O alerta é, ao mesmo tempo, um pedido de socorro para ver se algum movimento de
fora para dentro consegue salvar o salvador da pátria, arrancando-o da
compulsão das últimas semanas. Ela foi capaz de colocar em segundo plano a
formalização da candidatura de Alckmin a vice pelo PSB, sem que Lula demonstre,
na concretização disso, a mesma intensidade retórica que dedicou à recente
difusão de suas pautas polarizadoras. Espera-se ser só um descuido.
Com menos alarido
aparecem outras vozes moderadas da campanha de Lula que avançam além dos apelos
do tipo dos de Randolfe e Buarque. Flavio Dino - como faz há tempos - e Tarso
Genro, mais recentemente, salientaram que seria um dado positivo, no cenário da
pré-campanha, o surgimento de uma candidatura agregadora da chamada terceira
via. São manifestações mais ousadas e realistas porque, em vez de acentuarem um
risco eleitoral imediato, apontam, implicitamente, para uma impossibilidade
política de Lula liderar uma frente cívica para antecipar o segundo turno no
primeiro. Para tanto, precisaria adotar discurso e ânimo negociador de segundo
turno, o que está longe de acontecer. De fato, como ele daria uma quebrada de
asa para fazer omelete assim, sem quebrar inumeráveis ovos na sua frigideira?

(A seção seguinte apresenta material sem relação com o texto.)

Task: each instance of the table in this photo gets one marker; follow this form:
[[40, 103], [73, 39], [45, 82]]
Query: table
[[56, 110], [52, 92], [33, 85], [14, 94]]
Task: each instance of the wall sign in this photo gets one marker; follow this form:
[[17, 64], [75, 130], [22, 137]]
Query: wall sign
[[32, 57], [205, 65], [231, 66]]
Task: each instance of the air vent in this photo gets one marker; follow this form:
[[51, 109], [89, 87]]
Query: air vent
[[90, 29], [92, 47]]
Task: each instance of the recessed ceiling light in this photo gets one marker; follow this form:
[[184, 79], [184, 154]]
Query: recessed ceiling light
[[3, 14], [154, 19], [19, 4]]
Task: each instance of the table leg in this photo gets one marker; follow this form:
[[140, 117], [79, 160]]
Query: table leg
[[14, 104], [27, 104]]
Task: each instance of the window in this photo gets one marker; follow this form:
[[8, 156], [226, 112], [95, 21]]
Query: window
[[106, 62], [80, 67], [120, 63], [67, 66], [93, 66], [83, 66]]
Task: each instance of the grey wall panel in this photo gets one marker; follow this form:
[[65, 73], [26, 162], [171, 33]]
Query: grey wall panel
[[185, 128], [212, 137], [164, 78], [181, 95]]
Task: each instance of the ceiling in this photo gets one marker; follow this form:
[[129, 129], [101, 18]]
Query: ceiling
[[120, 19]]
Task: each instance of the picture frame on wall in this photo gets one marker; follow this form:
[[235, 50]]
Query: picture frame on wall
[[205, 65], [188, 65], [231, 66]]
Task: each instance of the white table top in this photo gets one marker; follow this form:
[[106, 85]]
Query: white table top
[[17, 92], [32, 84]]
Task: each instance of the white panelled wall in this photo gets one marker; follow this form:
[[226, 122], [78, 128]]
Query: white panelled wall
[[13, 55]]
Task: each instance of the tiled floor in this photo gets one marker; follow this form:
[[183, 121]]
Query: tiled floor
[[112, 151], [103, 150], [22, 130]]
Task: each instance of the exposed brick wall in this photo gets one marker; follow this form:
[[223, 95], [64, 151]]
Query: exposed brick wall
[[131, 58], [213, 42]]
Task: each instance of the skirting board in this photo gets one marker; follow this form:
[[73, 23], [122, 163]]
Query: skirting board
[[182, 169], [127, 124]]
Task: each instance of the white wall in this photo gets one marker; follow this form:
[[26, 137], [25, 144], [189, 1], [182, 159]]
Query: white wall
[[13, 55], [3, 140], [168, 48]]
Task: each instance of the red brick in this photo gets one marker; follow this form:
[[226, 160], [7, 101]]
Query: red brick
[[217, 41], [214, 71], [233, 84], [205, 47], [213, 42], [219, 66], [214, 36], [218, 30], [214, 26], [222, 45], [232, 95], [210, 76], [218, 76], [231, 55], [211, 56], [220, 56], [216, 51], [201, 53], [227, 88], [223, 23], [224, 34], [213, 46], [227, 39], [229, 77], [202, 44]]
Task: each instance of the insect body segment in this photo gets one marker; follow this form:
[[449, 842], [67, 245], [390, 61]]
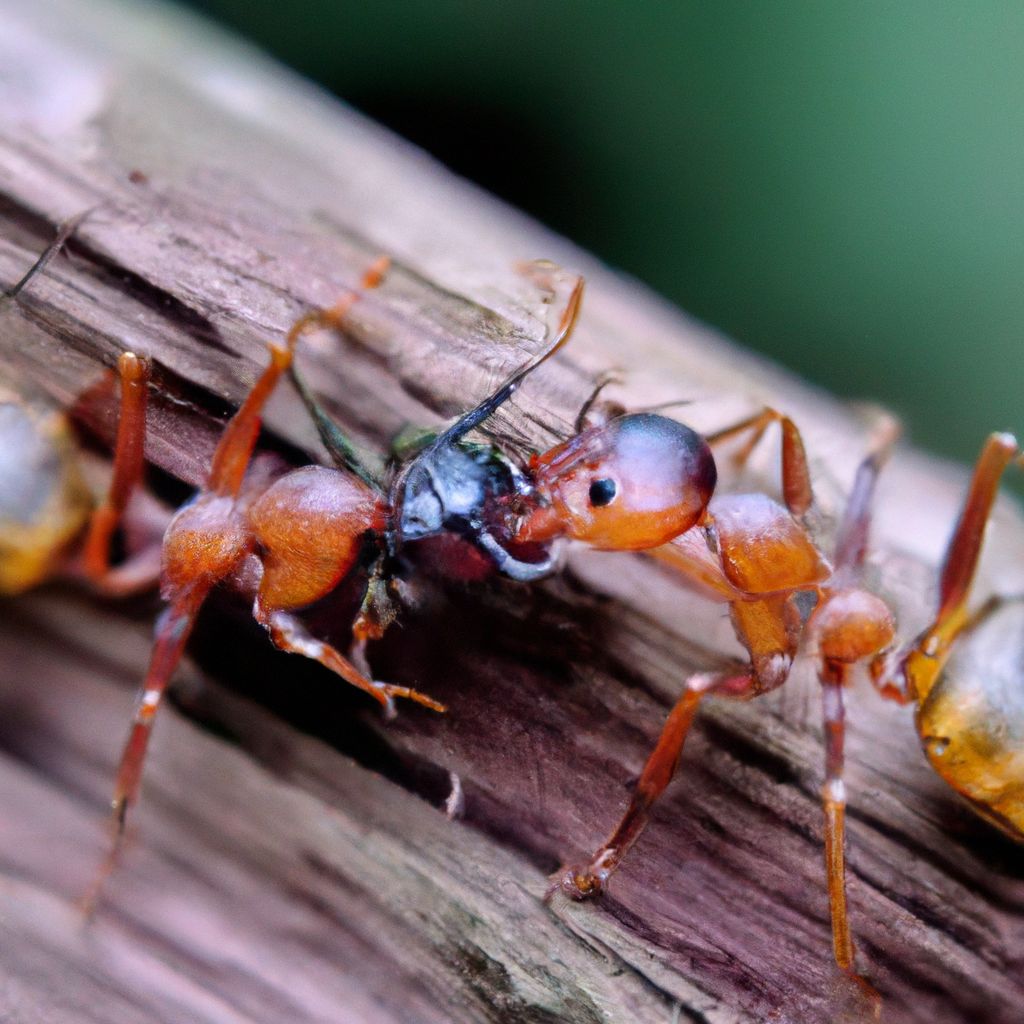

Além da disputa em São Paulo, são carradas de candidatos a deputado ancorados
no discurso contra o liberalismo. Lula já não capitaneia sua tropa do jeito que
capitaneou um dia. Por isso os passageiros até aqui ocupam só um lado da arca.
A fórmula frente
de esquerda com vice brando + nacos do Centrão + gratidão do povão é um nó cego
que não vai ser desatado. Lula tem liberdade para conversar com empresários de
variados quilates, mas pisa em ovos quando se mexe na área política da oposição
não petista a Bolsonaro. Uma distância se consolidou por ela não ter sido
incluída como aliada, e sim como rival, na sua estratégia eleitoral original. Cada
eventual passo seu em direção a quadros atualmente adversários de centro, de
centro direita ou de centro-esquerda, como Michel Temer, Simone Tebet, Ciro
Gomes, Roberto Freire, Aécio Neves, João Dória, Eduardo Leite ou ACM Neto,
tenderia a ter alto custo de mobilização doméstica, no plano nacional ou em estados
relevantes. E seriam esses (ao menos alguns desses) os diálogos mais
necessários, com variados graus de relevância. Claro que as interdições são
recíprocas, mas é elementar, na arte de capitanear, a premissa de que a
iniciativa para vence-las cabe, primordialmente, a quem lidera e pode vencer a
batalha principal. Tudo indica que é tarde. Acordos regionais foram feitos, a
janela partidária fechada. Será assim, na base do engrossa aqui, pipoca ali,
que Lula indica ir até o fim, apostando que vai ganhar.
Flavio Dino aponta
na direção correta. Considero não ser exagero dizer que hoje Lula precisa, mais
do que já precisava antes, de uma candidatura razoavelmente forte de
centro-direita que tire votos de Bolsonaro e também impeça que novos votos
conservadores retornem para ele. Em resumo, candidatura capaz de evitar que um
empate técnico ocorra, entre os dois contendores principais, ainda no primeiro
turno. Há meses pesquisas sugerem que a candidatura solitária de Ciro Gomes não
será capaz de fazer isso.
A viabilidade
disso acontecer é tema para outra coluna. Um bom ponto, que vi proposto em
algum lugar durante essa movimentada semana, é saber o que é mais difícil:
aparecer uma candidatura mais competitiva do centro democrático ou a
candidatura de Lula tomar um rumo compatível com o eleitor moderado, objeto de
desejo do centro democrático.
Parece claro que
esse eleitor moderado anda desolado. Os nós cegos da estratégia eleitoral de
Lula e da centrifugação dos partidos do centro o deixam, por ora, sem opção política
contra o capitão no poder e, naturalmente disposto a seguir o campo que conseguir
desatar o seu nó. Enquanto Lula não amplia de fato sua capitania, esse eleitor
moderado depende do MDB, PSDB, União Brasil e Cidadania fundarem a sua. Falarei
disso no sábado.
*Cientista político e professor da UFBa.